According to research at University of Warwick, the low-economic population in Britain consumes more salt than the wealthy, reports Medical Xpress.

The collaborative study carried out by World Health Organization included Center for Nutrition, located in the Division of Mental Health & Wellbeing of Warwick Medical School at the University of Warwick. The study analyzed the salt intake among the people of Britain and its link with their occupations and educational qualifications.

The data used in the research was taken from the British National Diet and Nutrition Survey 2000-01, included 2,105 participants between19 to 64 years old. The research found a major difference in salt intake among the wealthy and highly qualified people and people with low educational qualification and manual occupations. Low socio-economic population majority from Scotland were found consuming more salt than those from England and Wales, reports Medical Xpress.

"These results are important as they explain in part why people of low socio-economic background are more likely to develop high blood pressure (hypertension) and to suffer disproportionately from strokes, heart attacks and renal failure," said Francesco Cappuccio, senior author and Director of the WHO Collaborating Centre, as report says in Medical Xpress.
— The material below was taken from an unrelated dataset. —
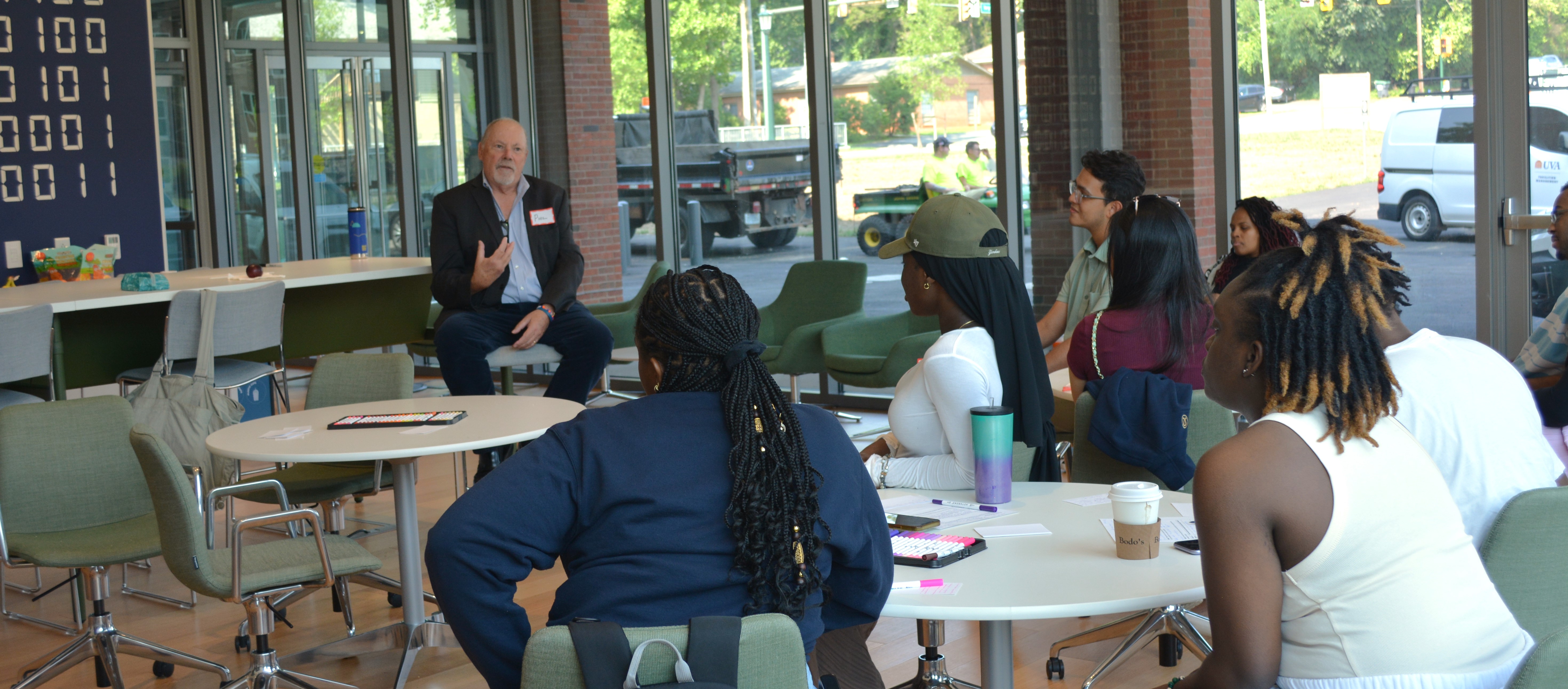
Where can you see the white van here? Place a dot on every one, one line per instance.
(1429, 163)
"Habitual salt intake in most adult populations around the world exceeds 10 g per day and the World Health Organization recommends that daily intake should not exceed 5 g," said Teresa Morris of The Bupa Foundation, which funded the study. "Population salt reduction programmes are a cost-effective way of reducing the burden of cardiovascular disease nationally and globally."
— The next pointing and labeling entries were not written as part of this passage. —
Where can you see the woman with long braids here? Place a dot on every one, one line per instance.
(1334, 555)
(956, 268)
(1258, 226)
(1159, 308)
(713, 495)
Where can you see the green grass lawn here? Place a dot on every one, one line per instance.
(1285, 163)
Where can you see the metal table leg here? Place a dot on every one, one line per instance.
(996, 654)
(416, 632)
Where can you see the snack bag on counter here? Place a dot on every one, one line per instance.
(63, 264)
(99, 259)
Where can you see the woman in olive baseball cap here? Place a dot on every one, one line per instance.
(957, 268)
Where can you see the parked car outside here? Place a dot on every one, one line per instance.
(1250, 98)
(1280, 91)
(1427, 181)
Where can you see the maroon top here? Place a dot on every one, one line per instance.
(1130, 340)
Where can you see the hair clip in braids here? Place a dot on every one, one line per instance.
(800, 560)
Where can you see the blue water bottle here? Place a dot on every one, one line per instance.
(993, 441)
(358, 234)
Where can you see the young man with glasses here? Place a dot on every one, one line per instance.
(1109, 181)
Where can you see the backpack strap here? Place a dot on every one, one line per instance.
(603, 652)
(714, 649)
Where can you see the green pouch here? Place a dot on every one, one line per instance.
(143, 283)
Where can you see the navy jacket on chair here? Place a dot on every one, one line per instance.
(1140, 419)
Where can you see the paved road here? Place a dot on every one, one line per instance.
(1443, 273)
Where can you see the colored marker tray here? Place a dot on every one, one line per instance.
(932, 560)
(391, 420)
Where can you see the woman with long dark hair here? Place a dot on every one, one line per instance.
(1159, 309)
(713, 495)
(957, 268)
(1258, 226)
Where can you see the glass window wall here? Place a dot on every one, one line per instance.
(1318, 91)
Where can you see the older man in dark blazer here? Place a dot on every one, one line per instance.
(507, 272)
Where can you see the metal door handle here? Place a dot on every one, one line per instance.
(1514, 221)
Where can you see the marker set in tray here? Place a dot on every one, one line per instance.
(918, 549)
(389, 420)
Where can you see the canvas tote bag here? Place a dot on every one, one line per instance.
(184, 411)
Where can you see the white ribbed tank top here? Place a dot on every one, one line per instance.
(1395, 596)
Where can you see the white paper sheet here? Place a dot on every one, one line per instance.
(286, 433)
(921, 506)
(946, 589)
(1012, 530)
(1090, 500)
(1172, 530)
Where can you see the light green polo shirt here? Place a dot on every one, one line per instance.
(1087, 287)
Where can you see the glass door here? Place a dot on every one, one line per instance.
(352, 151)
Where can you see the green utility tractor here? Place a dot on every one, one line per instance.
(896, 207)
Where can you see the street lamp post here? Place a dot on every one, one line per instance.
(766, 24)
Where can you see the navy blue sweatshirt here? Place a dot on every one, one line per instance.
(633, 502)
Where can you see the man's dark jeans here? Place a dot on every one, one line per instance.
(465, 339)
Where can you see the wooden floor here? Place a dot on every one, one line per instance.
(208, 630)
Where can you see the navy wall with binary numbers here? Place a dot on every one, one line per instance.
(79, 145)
Cappuccio highlighted the fall in salt intake after an imitative was taken to control the salt consumption.

"We have seen a reduction in salt intake in Britain from 9.5 to 8.1 g per day in the period 2004-2011, thanks to an effective policy which included awareness campaigns, food reformulation and monitoring," he said. "Whilst this is an achievement to celebrate, our results suggest the presence of social inequalities in levels of salt intake that would underestimate the health risks in people who are worse off - and these are the people who need prevention most. The diet of disadvantaged socio-economic groups tends to be made up of low-quality, salt-dense, high-fat, high-calorie unhealthy cheap foods.

"Behavioural approaches to healthy eating are unlikely to bring about the changes necessary to halt the cardiovascular epidemic and would also widen inequalities," he said. "Since the majority of dietary salt is added during commercial food production, widespread and continued food reformulation is necessary through both voluntary as well as regulatory means to make sure that salt reduction is achieved across all socio-economic groups."